Regard ‘SOFA’ as the outcome variable#
userinfo_index = np.array([1,2])
# outcome: SOFA score (treated as continuous). The smaller, the better
# treatment: iv_input (binary)
# Glucose, PaO2_FiO2: covariates
data_CEL_selected.head(6)
icustayid | Glucose | PaO2 | PaO2_FiO2 | IV Input | SOFA | Died within 48H | |
---|---|---|---|---|---|---|---|
0 | 1006 | 152.000000 | 100.200000 | 137.081590 | 1.0 | 7.600000 | 0.0 |
1 | 1204 | 138.794872 | 127.782051 | 430.668956 | 1.0 | 6.153846 | 1.0 |
2 | 4132 | 129.364286 | 123.956461 | 252.883864 | 1.0 | 4.600000 | 0.0 |
3 | 4201 | 145.580087 | 118.083333 | 539.065657 | 1.0 | 5.818182 | 1.0 |
4 | 5170 | 174.525000 | 147.350198 | 394.616727 | 1.0 | 4.125000 | 1.0 |
5 | 6504 | 106.081169 | 88.836364 | 423.030303 | 0.0 | 5.090909 | 1.0 |
Similarly, we estimate the causal effect of fluid administration on the average SOFA score of patients to see if higher IV input is able to decrease the SOFA score.
#from lightgbm import LGBMRegressor
from sklearn.ensemble import GradientBoostingClassifier
from sklearn.linear_model import LogisticRegression
from sklearn.linear_model import LinearRegression
#mu0 = LGBMRegressor(max_depth=2)
#mu1 = LGBMRegressor(max_depth=2)
mu0 = LinearRegression()
mu1 = LinearRegression()
mu0.fit(data_CEL_selected.iloc[np.where(data_CEL_selected['IV Input']==0)[0],userinfo_index],data_CEL_selected.loc[data_CEL_selected['IV Input']==0,'SOFA'] )

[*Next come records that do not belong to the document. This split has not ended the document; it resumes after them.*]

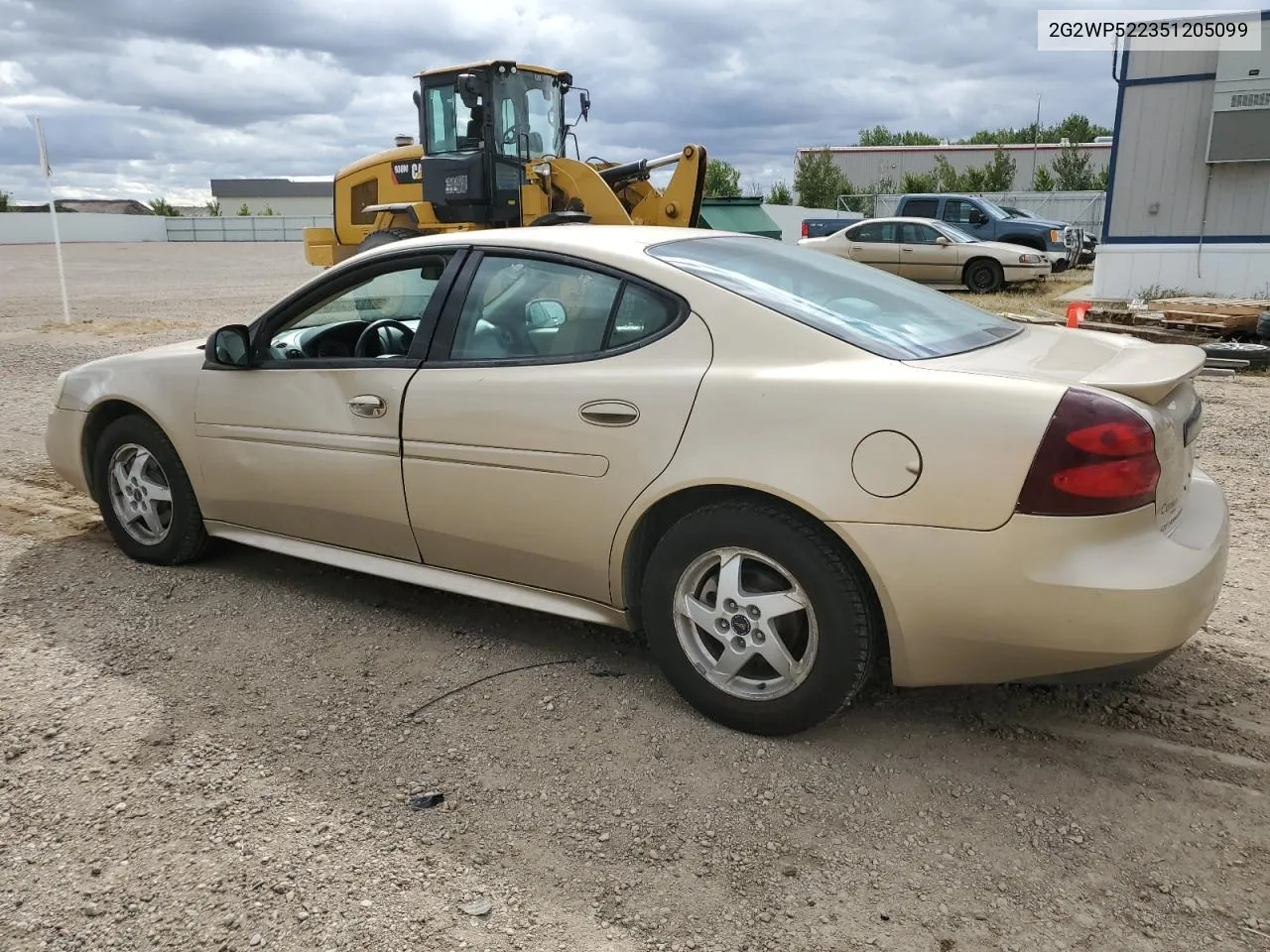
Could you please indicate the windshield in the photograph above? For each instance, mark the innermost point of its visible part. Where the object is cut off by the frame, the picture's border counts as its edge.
(953, 232)
(879, 312)
(527, 114)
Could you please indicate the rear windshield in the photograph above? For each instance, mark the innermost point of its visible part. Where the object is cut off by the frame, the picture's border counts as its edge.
(876, 311)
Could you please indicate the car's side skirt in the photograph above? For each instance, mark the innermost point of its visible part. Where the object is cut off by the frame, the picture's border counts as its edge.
(425, 575)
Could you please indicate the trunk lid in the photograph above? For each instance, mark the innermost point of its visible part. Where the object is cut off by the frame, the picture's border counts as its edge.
(1159, 376)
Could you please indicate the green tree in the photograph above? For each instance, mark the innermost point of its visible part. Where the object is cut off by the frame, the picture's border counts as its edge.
(722, 179)
(780, 194)
(818, 180)
(1000, 173)
(917, 181)
(1072, 171)
(881, 136)
(163, 207)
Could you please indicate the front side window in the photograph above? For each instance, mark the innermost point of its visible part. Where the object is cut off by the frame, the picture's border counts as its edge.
(864, 306)
(874, 232)
(331, 327)
(524, 308)
(917, 234)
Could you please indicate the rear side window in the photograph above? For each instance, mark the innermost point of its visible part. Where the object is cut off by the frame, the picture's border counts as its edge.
(867, 307)
(921, 207)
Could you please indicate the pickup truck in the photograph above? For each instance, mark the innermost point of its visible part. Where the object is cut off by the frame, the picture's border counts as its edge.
(1061, 243)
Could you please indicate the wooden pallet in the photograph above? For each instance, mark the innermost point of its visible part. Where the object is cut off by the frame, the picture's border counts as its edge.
(1213, 312)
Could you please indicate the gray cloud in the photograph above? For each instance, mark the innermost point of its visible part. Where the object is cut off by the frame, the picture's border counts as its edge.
(143, 98)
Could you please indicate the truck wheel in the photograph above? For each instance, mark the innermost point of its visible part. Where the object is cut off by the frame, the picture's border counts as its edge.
(983, 276)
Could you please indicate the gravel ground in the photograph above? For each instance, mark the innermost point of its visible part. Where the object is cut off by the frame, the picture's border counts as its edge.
(227, 757)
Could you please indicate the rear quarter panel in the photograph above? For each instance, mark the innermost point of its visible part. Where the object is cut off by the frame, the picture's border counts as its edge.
(784, 407)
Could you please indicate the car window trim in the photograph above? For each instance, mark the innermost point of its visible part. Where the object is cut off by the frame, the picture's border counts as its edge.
(447, 326)
(305, 298)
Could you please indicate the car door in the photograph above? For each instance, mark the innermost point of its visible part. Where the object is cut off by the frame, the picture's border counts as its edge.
(873, 244)
(556, 393)
(305, 440)
(922, 258)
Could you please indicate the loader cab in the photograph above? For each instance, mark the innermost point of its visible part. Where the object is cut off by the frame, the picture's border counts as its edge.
(480, 126)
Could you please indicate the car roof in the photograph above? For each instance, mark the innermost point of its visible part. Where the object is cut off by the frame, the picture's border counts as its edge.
(584, 239)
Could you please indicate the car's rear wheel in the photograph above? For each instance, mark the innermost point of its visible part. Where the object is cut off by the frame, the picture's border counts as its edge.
(145, 495)
(758, 619)
(984, 276)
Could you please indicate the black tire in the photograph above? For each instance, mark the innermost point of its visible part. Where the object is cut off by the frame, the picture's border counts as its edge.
(983, 276)
(848, 621)
(185, 538)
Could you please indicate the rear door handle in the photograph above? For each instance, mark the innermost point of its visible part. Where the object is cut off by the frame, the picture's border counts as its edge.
(608, 413)
(367, 405)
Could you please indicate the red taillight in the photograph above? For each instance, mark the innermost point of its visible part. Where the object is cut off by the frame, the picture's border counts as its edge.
(1097, 457)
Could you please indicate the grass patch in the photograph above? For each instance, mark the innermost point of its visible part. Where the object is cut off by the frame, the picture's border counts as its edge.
(1038, 298)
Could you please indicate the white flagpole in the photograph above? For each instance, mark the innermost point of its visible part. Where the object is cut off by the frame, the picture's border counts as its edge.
(53, 216)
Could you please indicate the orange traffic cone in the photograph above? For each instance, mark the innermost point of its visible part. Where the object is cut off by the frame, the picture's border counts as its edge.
(1076, 311)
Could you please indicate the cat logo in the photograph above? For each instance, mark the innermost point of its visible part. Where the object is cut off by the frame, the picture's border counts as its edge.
(407, 172)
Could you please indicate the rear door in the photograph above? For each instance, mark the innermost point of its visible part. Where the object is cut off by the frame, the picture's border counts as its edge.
(874, 244)
(554, 394)
(921, 258)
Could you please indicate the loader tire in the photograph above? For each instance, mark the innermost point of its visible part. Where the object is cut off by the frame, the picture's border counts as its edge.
(388, 236)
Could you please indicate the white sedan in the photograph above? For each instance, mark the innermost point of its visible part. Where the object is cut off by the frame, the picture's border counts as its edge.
(779, 465)
(934, 253)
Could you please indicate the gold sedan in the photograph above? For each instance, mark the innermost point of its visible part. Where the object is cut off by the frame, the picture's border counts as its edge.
(934, 253)
(781, 466)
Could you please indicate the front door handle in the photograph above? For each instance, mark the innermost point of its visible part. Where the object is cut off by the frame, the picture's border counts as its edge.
(608, 413)
(367, 405)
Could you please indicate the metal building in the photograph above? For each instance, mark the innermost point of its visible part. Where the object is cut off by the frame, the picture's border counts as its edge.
(282, 195)
(867, 166)
(1189, 194)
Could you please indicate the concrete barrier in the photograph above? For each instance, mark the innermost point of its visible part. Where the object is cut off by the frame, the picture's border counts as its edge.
(37, 227)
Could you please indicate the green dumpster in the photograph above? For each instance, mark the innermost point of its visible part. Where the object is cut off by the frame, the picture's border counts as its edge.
(744, 213)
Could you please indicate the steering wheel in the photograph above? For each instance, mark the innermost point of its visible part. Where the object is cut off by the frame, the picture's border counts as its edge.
(371, 333)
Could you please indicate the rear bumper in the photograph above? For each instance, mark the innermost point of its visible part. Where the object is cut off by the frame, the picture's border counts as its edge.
(1046, 598)
(64, 438)
(1028, 272)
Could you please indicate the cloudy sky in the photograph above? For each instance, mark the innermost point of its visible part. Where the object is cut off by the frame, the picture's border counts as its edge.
(146, 98)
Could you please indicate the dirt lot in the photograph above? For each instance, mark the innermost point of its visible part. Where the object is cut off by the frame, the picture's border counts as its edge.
(223, 757)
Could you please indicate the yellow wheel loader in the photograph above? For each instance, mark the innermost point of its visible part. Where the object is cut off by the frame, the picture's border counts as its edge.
(492, 155)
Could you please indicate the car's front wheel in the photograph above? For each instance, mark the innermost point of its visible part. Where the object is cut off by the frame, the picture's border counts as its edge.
(145, 495)
(757, 619)
(983, 276)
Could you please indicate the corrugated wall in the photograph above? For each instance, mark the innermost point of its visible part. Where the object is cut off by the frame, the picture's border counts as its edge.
(1160, 172)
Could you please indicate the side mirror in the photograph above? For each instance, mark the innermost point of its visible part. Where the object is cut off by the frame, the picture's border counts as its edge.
(230, 347)
(544, 312)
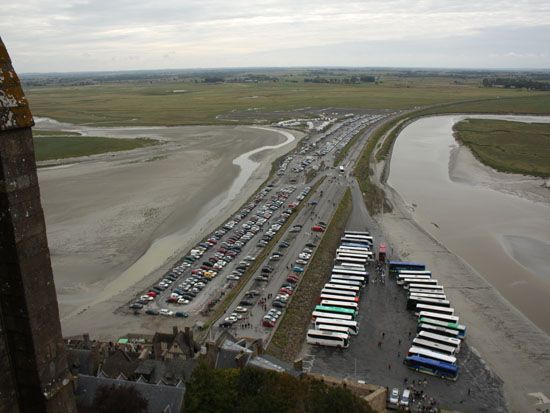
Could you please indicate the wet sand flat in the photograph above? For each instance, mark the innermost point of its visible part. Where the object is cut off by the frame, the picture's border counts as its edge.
(104, 212)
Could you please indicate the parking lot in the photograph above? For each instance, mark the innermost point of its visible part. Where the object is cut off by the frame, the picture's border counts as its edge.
(385, 335)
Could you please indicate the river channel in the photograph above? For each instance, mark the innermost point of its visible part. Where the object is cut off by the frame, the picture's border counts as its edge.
(505, 237)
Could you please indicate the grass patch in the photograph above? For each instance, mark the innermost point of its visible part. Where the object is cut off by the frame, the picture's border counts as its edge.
(61, 147)
(142, 103)
(260, 258)
(515, 147)
(291, 332)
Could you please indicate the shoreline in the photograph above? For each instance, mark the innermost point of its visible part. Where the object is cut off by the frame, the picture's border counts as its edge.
(513, 346)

mu1.fit(data_CEL_selected.iloc[np.where(data_CEL_selected['IV Input']==1)[0],userinfo_index],data_CEL_selected.loc[data_CEL_selected['IV Input']==1,'SOFA'] )
# estimate the HTE by T-learner
HTE_T_learner = (mu1.predict(data_CEL_selected.iloc[:,userinfo_index]) - mu0.predict(data_CEL_selected.iloc[:,userinfo_index]))
HTE_T_learner
array([-0.20963072, 0.36363165, 0.45134661, 0.13025089, 0.10068802,
0.31679702, -0.36382407, -1.07217217, 1.03274754, 0.28356984,
-0.85172173, -2.90975369, -0.31952385, 0.49851422, 0.1926697 ,
0.08880954, -0.13806398, 0.91018533, -0.38592831, 0.30080782,
0.81897977, 1.22512521, 0.56978246, 1.97367999, -1.06606889,
0.46204494, 0.56211986, 0.36768737, 0.97789444, 0.76346229,
-0.06702501, 0.3791031 , 0.73897488, 0.87357018, 1.85450739,
-0.38658623, -1.55869654, -0.18709482, -1.49089899, 1.05070015,
0.02144515, 0.07582235, 0.02950435, -0.60493756, 1.34331682,
0.13339107, 0.74942471, 0.34136664, 2.20697202, -0.89639628,
0.67296089, 0.52157244, 2.55823332, 0.01110759, -0.05096632,
-0.13785416, -0.00794219])
Although for some patients, higher volumn of fluid intake is able to decrease their overall SOFA score, most of the rest of the patients suffered some bad effects from it.
sum(HTE_T_learner)/len(data_CEL_selected)
0.23241547432382942
Conclusion: IV Input is expected to increase the SOFA score by 0.259.